En una esquina de la calle de Moneda, hasta hace unos años sobrevivía El Nivel, una vieja cantina que ya entonces había visto pasar sus mejores tiempos. Aunque nunca fue elegante, se enorgullecía de ser la más antigua de la capital mexicana y haber visto desfilar por sus puertas a una larga fila de personajes famosos, junto al mismo camino que recorrieron los verdaderos conquistadores en el espacio que hay entre el Templo Mayor y el Palacio Nacional, en el corazón de la gran Tenochtitlán.

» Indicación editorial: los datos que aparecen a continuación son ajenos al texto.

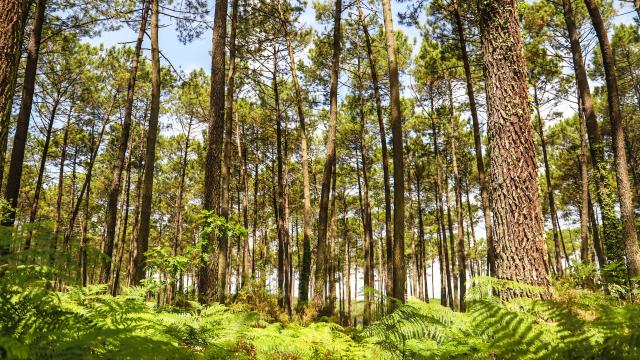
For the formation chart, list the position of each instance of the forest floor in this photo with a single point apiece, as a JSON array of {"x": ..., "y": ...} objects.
[{"x": 78, "y": 323}]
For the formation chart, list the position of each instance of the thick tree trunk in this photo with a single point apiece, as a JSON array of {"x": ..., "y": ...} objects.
[
  {"x": 321, "y": 258},
  {"x": 625, "y": 194},
  {"x": 139, "y": 262},
  {"x": 518, "y": 232},
  {"x": 399, "y": 272},
  {"x": 477, "y": 137},
  {"x": 383, "y": 149},
  {"x": 211, "y": 201},
  {"x": 116, "y": 179},
  {"x": 223, "y": 240},
  {"x": 12, "y": 191}
]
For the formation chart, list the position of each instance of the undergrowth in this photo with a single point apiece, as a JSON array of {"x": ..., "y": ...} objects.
[{"x": 77, "y": 323}]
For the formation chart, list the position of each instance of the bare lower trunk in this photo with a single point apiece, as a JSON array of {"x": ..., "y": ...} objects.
[
  {"x": 477, "y": 138},
  {"x": 383, "y": 150},
  {"x": 12, "y": 191},
  {"x": 43, "y": 163},
  {"x": 399, "y": 271},
  {"x": 139, "y": 262},
  {"x": 207, "y": 271},
  {"x": 123, "y": 140},
  {"x": 602, "y": 185},
  {"x": 549, "y": 190},
  {"x": 323, "y": 218},
  {"x": 518, "y": 232},
  {"x": 625, "y": 194}
]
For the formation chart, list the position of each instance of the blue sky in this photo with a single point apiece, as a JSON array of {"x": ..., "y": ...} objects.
[{"x": 196, "y": 54}]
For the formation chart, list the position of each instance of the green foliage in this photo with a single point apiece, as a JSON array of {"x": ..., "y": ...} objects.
[{"x": 577, "y": 324}]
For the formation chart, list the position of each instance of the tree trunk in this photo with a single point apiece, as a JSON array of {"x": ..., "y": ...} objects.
[
  {"x": 12, "y": 191},
  {"x": 323, "y": 218},
  {"x": 366, "y": 207},
  {"x": 303, "y": 288},
  {"x": 63, "y": 158},
  {"x": 211, "y": 201},
  {"x": 585, "y": 249},
  {"x": 460, "y": 250},
  {"x": 139, "y": 262},
  {"x": 43, "y": 163},
  {"x": 95, "y": 146},
  {"x": 383, "y": 150},
  {"x": 116, "y": 179},
  {"x": 547, "y": 173},
  {"x": 623, "y": 181},
  {"x": 596, "y": 147},
  {"x": 477, "y": 138},
  {"x": 244, "y": 183},
  {"x": 517, "y": 229},
  {"x": 399, "y": 272},
  {"x": 223, "y": 240},
  {"x": 446, "y": 293},
  {"x": 14, "y": 17},
  {"x": 125, "y": 222},
  {"x": 331, "y": 265}
]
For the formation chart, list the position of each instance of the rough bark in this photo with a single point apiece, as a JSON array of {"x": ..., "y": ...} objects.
[
  {"x": 12, "y": 191},
  {"x": 14, "y": 17},
  {"x": 517, "y": 229}
]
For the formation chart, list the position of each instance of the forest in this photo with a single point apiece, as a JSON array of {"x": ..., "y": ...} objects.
[{"x": 326, "y": 179}]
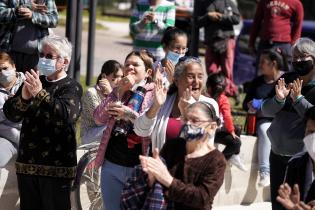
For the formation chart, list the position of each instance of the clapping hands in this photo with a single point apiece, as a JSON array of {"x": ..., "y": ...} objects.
[
  {"x": 32, "y": 85},
  {"x": 160, "y": 92},
  {"x": 156, "y": 169},
  {"x": 283, "y": 90}
]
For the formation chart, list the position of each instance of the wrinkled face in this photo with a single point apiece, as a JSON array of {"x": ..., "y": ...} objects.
[
  {"x": 50, "y": 53},
  {"x": 196, "y": 116},
  {"x": 265, "y": 65},
  {"x": 193, "y": 77},
  {"x": 178, "y": 45},
  {"x": 6, "y": 66},
  {"x": 114, "y": 78},
  {"x": 134, "y": 65},
  {"x": 310, "y": 127}
]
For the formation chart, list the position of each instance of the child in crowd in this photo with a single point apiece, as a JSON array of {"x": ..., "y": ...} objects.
[
  {"x": 174, "y": 43},
  {"x": 228, "y": 134},
  {"x": 108, "y": 79}
]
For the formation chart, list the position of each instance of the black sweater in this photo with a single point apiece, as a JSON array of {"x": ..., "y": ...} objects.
[{"x": 47, "y": 141}]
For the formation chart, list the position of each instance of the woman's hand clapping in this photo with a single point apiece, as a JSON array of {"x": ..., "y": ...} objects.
[
  {"x": 282, "y": 91},
  {"x": 296, "y": 88},
  {"x": 160, "y": 92},
  {"x": 156, "y": 169},
  {"x": 32, "y": 85}
]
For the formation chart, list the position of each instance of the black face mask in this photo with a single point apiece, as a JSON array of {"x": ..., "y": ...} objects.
[{"x": 303, "y": 67}]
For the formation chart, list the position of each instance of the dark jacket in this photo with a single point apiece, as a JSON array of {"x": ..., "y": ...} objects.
[{"x": 222, "y": 29}]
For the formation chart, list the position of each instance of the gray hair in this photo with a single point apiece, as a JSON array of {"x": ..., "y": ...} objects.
[
  {"x": 61, "y": 44},
  {"x": 181, "y": 67},
  {"x": 304, "y": 46}
]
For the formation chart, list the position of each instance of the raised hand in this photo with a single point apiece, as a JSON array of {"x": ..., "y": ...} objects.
[
  {"x": 282, "y": 91},
  {"x": 169, "y": 68},
  {"x": 160, "y": 92},
  {"x": 155, "y": 167},
  {"x": 32, "y": 82},
  {"x": 184, "y": 100},
  {"x": 296, "y": 88},
  {"x": 105, "y": 86}
]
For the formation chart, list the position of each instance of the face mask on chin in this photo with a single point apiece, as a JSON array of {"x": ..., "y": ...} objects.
[
  {"x": 46, "y": 66},
  {"x": 303, "y": 67},
  {"x": 174, "y": 57},
  {"x": 309, "y": 142},
  {"x": 141, "y": 83},
  {"x": 7, "y": 76},
  {"x": 191, "y": 132}
]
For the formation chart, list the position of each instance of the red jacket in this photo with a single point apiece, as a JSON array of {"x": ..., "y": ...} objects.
[
  {"x": 277, "y": 20},
  {"x": 225, "y": 110}
]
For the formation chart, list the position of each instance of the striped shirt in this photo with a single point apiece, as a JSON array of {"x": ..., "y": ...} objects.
[{"x": 148, "y": 36}]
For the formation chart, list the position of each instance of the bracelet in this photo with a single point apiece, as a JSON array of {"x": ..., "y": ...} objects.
[{"x": 129, "y": 114}]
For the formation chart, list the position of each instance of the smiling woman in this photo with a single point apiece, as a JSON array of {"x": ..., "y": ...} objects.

Estaba yo en este pequeño oasis un jueves por la tarde, aislado del ajetreo de la ciudad, cuando escuché una plática que llegaba desde una mesa cerca del rincón. Como estaba solo y no tenía mucho más en qué entretenerme, comencé a poner atención. En realidad, solo era uno el que hablaba. Se trataba de un hombre de baja estatura y barba tupida. Su tez debió haber sido muy blanca, pero se veía bronceado, como quien ha pasado largas temporadas bajo el sol, e iba vestido con un traje rigurosamente negro, de un corte antiguo que le cerraba hasta el cuello a pesar del calor.
Sentado frente a él estaba un personaje aún más extraño, si eso es posible. Tenía rasgos indios e iba medio desnudo; un gran penacho de plumas descansaba en una silla junto a él. Seguramente se trataba de uno de esos bailarines que se pueden encontrar en la plaza a cualquier hora, tocando el teponastle, quemando copal o haciendo “limpias” con ramas de pirul. Las cosas alrededor de la plaza del Zócalo mexicano pueden llegar a ser muy raras.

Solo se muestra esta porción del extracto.